Proseguendo lungo il Gran Viale si arriva alla Scalinata del Sonetto, dove si legge, appunto, un sonetto, di cui non conosciamo l’autore (forse lo stesso Gregorio Barbarigo), ma che racchiude il senso del percorso (e siamo costretti a leggerlo poiché alcuni zampilli ci sbarrano il cammino): “Curioso viator che in questa parte / Giungi e credi mirar vaghezze rare / Quanto di bel, quanto di buon qui appare / Tutto deesi a Natura e nulla ad Arte // Qui il sol splendenti i raggi suoi comparte / Venere qui più bella esce del mare / Sue sembianze la Luna ha qui più chiare / Qui non giunge a turbar furor di Marte // Saturno quivi i parti suoi non rode / Qui Giove giova et ha sereno il viso / Quivi perde Mercurio ogni sua frode // Qui non ha loco il Pianto, ha sede il Riso / Della corte il fulmine qui non s’ode / Ivi è l’Inferno e quivi il Paradiso”. Siamo dunque pronti per accedere alla meta, il Piazzale delle Rivelazioni: otto statue allegoriche (Bellezza, Abbondanza, Delizia, Felicità, Riposo, Virtù o Agricoltura, Genio, Saggezza o Solitudine) attorniano la Fontana dell’Estasi, simbolo dell’avvenuta purificazione, dell’avvenuto incontro con Dio.

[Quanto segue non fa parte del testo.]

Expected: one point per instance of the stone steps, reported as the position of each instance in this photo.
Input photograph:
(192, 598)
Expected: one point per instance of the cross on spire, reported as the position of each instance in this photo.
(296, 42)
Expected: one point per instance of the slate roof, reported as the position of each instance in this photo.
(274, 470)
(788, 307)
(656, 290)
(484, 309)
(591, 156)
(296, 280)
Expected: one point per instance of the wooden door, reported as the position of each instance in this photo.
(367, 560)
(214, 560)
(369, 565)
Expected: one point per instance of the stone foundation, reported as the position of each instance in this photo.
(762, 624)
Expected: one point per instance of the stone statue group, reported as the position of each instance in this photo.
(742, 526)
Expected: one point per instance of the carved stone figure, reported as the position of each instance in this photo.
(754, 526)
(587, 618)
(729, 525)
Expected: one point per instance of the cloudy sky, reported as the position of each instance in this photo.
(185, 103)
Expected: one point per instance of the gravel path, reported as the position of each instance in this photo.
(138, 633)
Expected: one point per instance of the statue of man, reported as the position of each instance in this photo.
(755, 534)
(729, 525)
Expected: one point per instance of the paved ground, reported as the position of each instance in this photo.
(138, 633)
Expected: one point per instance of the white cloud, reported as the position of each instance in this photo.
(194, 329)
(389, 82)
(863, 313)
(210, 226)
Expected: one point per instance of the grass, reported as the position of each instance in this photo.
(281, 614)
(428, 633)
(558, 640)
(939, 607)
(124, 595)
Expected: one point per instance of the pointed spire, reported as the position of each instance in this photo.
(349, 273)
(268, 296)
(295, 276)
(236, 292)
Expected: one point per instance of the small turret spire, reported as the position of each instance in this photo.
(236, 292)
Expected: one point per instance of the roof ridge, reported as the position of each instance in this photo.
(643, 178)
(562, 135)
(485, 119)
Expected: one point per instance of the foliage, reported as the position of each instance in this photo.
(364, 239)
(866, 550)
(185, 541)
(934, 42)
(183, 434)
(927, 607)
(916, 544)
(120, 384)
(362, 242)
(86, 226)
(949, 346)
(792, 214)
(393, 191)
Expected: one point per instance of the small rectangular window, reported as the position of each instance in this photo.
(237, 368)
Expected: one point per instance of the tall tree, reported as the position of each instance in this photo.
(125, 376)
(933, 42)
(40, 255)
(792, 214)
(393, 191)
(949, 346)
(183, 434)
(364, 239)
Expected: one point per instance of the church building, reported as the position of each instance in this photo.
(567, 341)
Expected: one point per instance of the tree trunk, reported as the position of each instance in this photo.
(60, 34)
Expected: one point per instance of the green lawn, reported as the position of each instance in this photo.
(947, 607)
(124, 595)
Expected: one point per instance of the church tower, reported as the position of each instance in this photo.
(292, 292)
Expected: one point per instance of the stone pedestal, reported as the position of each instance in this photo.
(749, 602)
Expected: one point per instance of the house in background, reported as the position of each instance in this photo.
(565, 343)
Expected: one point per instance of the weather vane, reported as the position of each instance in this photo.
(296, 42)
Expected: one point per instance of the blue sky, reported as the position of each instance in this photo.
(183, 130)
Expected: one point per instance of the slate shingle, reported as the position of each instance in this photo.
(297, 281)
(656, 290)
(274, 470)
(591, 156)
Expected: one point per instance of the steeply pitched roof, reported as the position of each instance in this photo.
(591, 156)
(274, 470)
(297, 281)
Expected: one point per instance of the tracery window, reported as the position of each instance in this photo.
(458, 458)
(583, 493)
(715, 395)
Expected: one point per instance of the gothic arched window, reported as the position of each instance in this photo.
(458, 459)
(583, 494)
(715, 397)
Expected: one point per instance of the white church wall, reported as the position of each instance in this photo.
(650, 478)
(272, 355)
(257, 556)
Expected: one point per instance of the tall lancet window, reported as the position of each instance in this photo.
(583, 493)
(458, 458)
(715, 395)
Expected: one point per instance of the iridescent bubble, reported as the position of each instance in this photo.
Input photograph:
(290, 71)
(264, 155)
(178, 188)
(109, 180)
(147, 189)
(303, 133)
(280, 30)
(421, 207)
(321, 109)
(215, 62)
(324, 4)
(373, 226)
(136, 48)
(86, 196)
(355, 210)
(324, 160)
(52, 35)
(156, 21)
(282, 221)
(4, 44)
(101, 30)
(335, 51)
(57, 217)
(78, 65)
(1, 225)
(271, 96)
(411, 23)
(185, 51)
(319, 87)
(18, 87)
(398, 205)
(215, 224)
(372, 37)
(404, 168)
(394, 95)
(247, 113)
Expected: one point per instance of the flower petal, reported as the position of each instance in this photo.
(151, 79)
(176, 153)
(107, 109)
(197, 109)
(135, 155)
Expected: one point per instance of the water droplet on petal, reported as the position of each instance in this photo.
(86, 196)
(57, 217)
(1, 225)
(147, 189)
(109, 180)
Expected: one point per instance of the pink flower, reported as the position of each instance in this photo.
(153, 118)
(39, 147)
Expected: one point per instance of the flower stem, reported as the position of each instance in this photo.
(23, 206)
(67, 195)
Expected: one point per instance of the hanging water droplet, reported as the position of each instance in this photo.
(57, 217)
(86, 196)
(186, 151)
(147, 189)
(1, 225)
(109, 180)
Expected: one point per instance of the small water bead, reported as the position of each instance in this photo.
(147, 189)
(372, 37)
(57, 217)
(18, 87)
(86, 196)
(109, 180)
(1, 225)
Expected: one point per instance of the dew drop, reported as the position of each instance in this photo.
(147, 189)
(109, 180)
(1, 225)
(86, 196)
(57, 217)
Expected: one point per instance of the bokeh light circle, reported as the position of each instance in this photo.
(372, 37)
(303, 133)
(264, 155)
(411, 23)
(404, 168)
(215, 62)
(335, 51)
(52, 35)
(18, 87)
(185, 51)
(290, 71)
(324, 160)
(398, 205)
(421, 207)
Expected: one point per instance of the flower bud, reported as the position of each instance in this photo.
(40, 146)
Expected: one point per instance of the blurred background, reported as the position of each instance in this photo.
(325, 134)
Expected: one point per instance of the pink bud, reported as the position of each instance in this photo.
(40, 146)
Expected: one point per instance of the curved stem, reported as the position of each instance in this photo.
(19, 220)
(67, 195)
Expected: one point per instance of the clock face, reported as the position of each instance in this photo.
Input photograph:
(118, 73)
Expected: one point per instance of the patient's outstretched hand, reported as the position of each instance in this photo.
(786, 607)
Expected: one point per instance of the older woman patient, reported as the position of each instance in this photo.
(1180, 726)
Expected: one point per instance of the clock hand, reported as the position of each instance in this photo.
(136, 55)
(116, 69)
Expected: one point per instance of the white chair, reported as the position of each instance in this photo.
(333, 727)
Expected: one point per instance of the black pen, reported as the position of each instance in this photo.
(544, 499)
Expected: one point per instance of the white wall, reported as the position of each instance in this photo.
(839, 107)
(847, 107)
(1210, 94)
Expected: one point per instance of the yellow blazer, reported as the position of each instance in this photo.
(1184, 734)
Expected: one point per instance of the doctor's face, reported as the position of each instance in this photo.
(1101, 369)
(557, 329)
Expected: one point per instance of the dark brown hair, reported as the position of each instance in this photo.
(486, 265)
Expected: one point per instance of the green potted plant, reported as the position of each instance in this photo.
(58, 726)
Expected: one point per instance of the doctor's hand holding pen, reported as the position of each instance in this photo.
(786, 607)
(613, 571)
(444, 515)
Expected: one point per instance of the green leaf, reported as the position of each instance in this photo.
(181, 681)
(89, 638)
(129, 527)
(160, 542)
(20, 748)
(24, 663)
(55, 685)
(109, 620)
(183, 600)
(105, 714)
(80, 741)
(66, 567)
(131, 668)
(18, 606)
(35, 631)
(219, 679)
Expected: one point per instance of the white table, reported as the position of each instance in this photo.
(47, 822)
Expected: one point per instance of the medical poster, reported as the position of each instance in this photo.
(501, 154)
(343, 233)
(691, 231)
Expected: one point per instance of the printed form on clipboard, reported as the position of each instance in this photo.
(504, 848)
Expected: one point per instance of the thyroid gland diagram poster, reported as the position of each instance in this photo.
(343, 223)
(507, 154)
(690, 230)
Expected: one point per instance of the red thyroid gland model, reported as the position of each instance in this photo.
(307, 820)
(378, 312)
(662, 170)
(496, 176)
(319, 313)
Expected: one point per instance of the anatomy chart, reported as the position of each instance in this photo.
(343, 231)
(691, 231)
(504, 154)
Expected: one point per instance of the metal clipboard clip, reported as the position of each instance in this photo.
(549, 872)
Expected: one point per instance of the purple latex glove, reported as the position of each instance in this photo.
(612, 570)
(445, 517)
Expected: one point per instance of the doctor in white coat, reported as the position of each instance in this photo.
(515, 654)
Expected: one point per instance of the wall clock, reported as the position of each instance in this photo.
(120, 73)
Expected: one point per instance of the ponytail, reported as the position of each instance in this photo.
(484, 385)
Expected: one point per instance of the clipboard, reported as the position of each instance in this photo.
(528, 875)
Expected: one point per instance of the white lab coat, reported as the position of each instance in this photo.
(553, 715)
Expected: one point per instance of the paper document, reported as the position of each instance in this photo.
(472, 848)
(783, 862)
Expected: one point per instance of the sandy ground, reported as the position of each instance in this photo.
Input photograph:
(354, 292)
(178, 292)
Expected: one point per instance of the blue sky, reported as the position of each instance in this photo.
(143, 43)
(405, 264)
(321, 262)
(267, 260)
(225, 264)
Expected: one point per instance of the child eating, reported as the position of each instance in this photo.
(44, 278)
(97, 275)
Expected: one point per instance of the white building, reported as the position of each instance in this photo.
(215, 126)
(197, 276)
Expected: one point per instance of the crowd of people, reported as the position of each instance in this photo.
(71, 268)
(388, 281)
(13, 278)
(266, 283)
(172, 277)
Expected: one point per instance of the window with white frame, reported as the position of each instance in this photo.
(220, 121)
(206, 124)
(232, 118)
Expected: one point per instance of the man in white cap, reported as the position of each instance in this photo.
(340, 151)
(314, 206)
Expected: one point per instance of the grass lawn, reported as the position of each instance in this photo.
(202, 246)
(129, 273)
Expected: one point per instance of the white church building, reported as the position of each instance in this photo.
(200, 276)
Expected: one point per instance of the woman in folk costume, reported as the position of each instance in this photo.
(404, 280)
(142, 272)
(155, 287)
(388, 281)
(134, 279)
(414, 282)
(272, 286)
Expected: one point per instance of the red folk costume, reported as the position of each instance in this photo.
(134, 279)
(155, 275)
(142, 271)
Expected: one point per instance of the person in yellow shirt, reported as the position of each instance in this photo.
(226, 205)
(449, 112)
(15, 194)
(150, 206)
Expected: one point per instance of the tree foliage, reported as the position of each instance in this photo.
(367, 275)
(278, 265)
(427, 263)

Considerato uno dei giardini barocchi più importanti d’Italia e d’Europa, il giardino di Villa Barbarigo dispone tutti i suoi elementi simbolici in modo da guidare il visitatore attraverso un’esperienza di riflessione e crescita personale. Oggi, Villa Barbarigo è aperta al pubblico, il suo giardino mantenuto con cura per preservarne la bellezza e il significato storico. Visitarla significa avere un’occasione unica e autentica per immergersi nella storia e nella bellezza del barocco veneto, e dentro un giardino concepito come un percorso di salvezza, all’interno di un tesoro del patrimonio italiano.